Details about my thesis, "Expressive 3D Human Motion Generation: A Pipeline for Emotion-Conditioned Synthesis with a Novel Dataset", made during the Artificial Intelligence master program from the Faculty of Mathematics and Computer Science, University of Bucharest. It was presented in the year 2025.
The thesis presents a pipeline for generating expressive and comprehensive 3D behavioral human motions conditioned on emotion, targeting digital domains such as video games, virtual reality, and animation. It addresses the limitations of current emotion-based motion synthesis, which often relies on non-whole-body or in-the-wild datasets, or expensive labor-intensive traditional motion capture (mocap) methods. By leveraging a novel whole-body, not in-the-wild, behavioral video dataset, and state-of-the-art deep learning and computer vision techniques, the pipeline successfully generates 3D motions that are faithful to human anatomy and the specified emotions, all without the need for motion capture technology.
The proposed dataset has been uploaded at this Hugging Face link.

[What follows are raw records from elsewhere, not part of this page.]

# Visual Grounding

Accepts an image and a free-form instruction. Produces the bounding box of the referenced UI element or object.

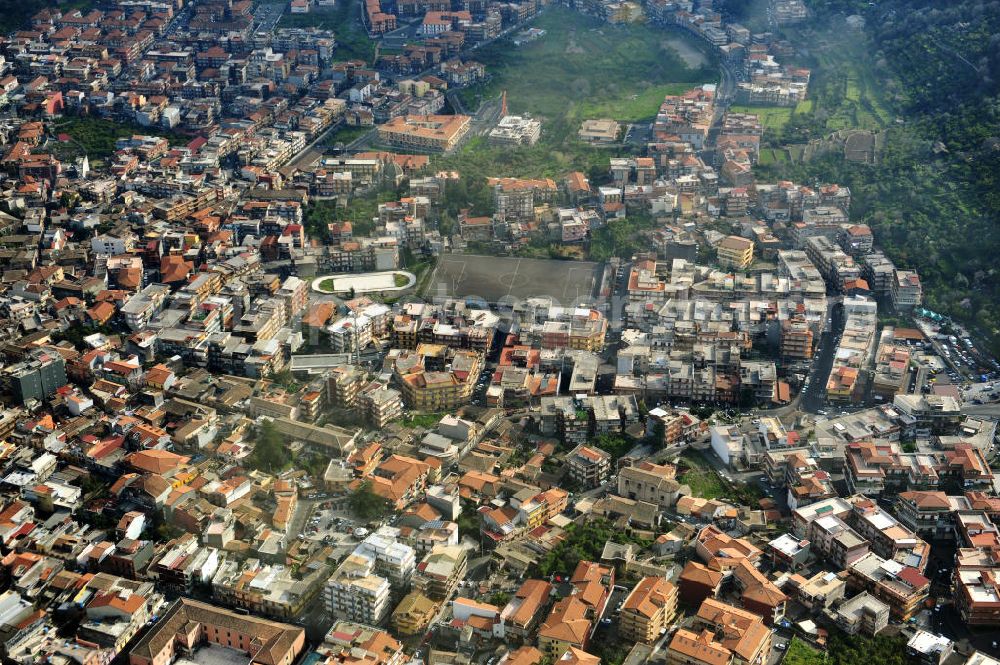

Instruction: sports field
[425,254,604,305]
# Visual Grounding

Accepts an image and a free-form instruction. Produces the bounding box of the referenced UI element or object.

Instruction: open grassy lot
[437,7,718,182]
[463,7,718,128]
[730,106,793,131]
[678,451,726,499]
[431,254,602,306]
[55,117,191,160]
[278,0,375,62]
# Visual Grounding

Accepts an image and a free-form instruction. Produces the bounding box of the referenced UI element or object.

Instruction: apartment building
[847,552,930,621]
[618,460,680,509]
[896,490,971,540]
[128,598,306,665]
[566,443,611,487]
[378,115,472,152]
[618,577,678,644]
[500,580,552,643]
[323,550,391,626]
[538,595,593,659]
[717,236,753,270]
[666,598,771,665]
[413,545,468,601]
[393,344,483,412]
[836,591,889,635]
[890,269,924,312]
[807,515,870,570]
[392,591,439,636]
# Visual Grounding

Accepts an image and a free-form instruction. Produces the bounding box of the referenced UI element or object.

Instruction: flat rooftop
[174,644,250,665]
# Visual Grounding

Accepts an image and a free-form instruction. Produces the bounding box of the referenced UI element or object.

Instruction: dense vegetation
[744,0,1000,352]
[55,117,191,159]
[782,631,909,665]
[535,519,651,577]
[278,2,375,62]
[348,480,392,520]
[249,420,290,473]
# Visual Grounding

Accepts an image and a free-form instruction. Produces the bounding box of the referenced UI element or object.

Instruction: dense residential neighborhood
[0,0,1000,665]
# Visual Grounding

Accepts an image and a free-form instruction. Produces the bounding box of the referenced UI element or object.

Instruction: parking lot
[295,493,369,553]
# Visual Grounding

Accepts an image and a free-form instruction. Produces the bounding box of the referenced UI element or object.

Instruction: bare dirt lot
[427,254,603,306]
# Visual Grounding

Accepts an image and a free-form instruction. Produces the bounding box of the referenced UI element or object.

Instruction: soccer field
[426,254,604,305]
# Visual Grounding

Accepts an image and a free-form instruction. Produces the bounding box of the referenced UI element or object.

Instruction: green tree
[348,480,392,520]
[594,433,635,460]
[490,591,510,607]
[250,420,288,473]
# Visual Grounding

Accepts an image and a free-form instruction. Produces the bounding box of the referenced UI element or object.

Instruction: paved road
[800,302,846,413]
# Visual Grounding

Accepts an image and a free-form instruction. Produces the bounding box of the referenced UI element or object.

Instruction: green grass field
[730,106,793,131]
[678,453,726,499]
[463,7,718,122]
[278,0,375,62]
[435,7,718,177]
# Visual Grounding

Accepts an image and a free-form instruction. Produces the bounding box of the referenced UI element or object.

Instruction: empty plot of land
[427,254,603,305]
[664,37,708,69]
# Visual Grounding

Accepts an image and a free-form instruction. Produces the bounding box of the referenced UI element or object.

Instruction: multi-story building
[538,594,593,658]
[666,598,771,665]
[896,491,971,540]
[392,591,439,636]
[891,269,923,312]
[323,551,391,626]
[393,344,483,411]
[847,552,930,621]
[0,348,67,404]
[500,580,552,642]
[837,591,889,635]
[717,236,753,269]
[566,444,611,487]
[413,545,468,601]
[618,577,677,644]
[378,115,472,152]
[618,461,680,509]
[807,515,869,569]
[128,598,306,665]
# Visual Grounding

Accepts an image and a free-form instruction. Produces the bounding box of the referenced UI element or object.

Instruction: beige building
[618,577,677,644]
[413,545,467,600]
[577,118,621,143]
[719,236,753,268]
[378,115,471,152]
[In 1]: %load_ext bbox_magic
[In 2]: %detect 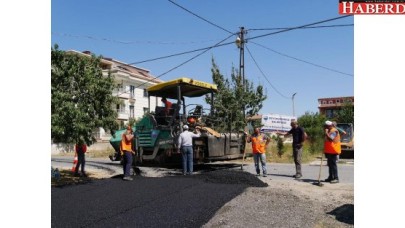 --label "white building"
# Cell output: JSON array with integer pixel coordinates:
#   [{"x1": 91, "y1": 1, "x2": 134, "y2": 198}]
[{"x1": 67, "y1": 50, "x2": 163, "y2": 141}]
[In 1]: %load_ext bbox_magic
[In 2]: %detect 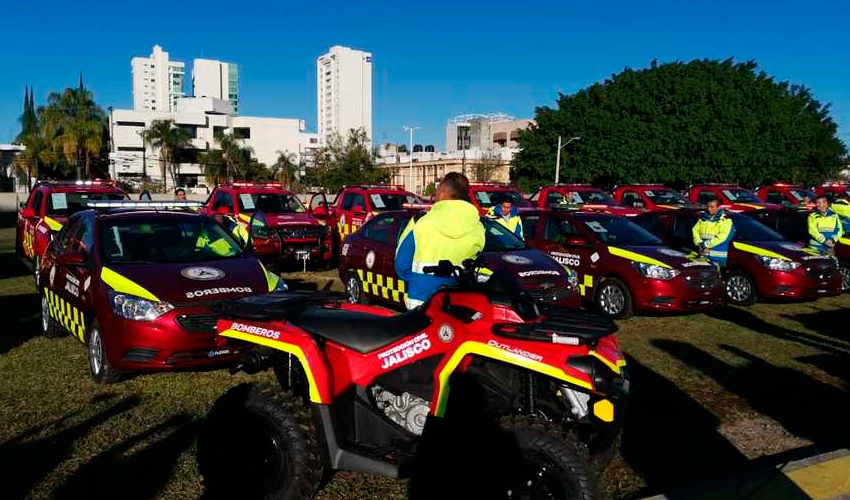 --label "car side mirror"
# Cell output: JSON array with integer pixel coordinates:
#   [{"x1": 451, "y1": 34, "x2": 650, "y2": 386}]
[{"x1": 56, "y1": 252, "x2": 86, "y2": 267}]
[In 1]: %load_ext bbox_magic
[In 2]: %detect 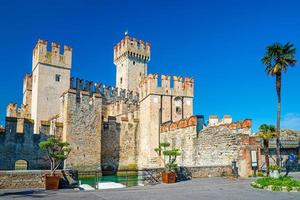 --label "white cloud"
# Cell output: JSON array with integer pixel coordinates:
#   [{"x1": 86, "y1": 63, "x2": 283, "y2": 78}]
[{"x1": 281, "y1": 113, "x2": 300, "y2": 130}]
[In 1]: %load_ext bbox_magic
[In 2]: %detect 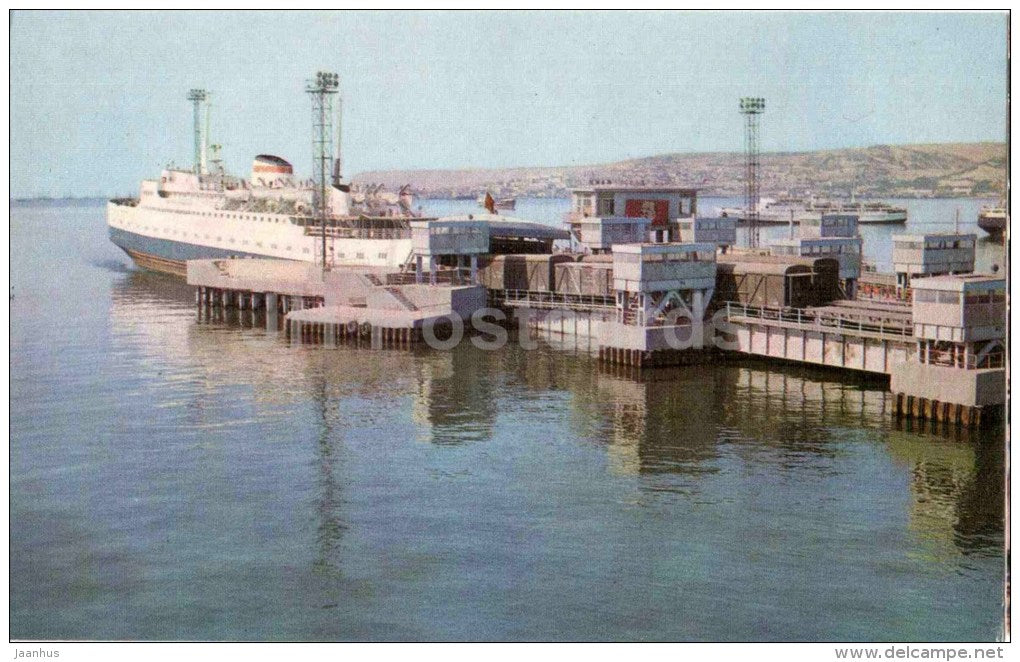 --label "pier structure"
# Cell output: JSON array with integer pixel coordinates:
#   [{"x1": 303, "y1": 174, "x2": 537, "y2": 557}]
[
  {"x1": 179, "y1": 175, "x2": 1006, "y2": 426},
  {"x1": 769, "y1": 213, "x2": 863, "y2": 299},
  {"x1": 889, "y1": 274, "x2": 1006, "y2": 427},
  {"x1": 893, "y1": 233, "x2": 977, "y2": 294},
  {"x1": 411, "y1": 219, "x2": 489, "y2": 285},
  {"x1": 675, "y1": 216, "x2": 736, "y2": 253},
  {"x1": 566, "y1": 183, "x2": 698, "y2": 247}
]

The pipeline used was the following:
| Category | Technology | Purpose in Pipeline |
|---|---|---|
| Generative Model | MDM (transformer encoder-only backbone) | Trained from scratch for Action-to-Motion (A2M) synthesis to generate expressive emotional motions based on the features extracted by HybrIK-X. |
| Mesh Recovery | HybrIK-X (HRNet-W48 + RLE backbone) | Pretrained state-of-the-art inverse kinematics framework used for fast and accurate whole-body mesh recovery in order to perform feature extraction on the novel dataset. |
| Human Body Model | SMPL-X | Parametric 3D human body model used by HybrIK-X to represent the human body along with its shapes and poses. |
The extraction of features and training of the generative model were done using a remotely controlled NVIDIA H100 80GB HBM3 GPU owned by the university. Attempts were made in the beginning to do these on the local setup, featuring an NVIDIA RTX 2060 Mobile 6GB, but the time required was significantly larger than on the H100 GPU. (for instance, on the local setup, up to even 10 minutes were needed to extract features from a single video, and around 4 minutes for a single training epoch out of tens of thousands)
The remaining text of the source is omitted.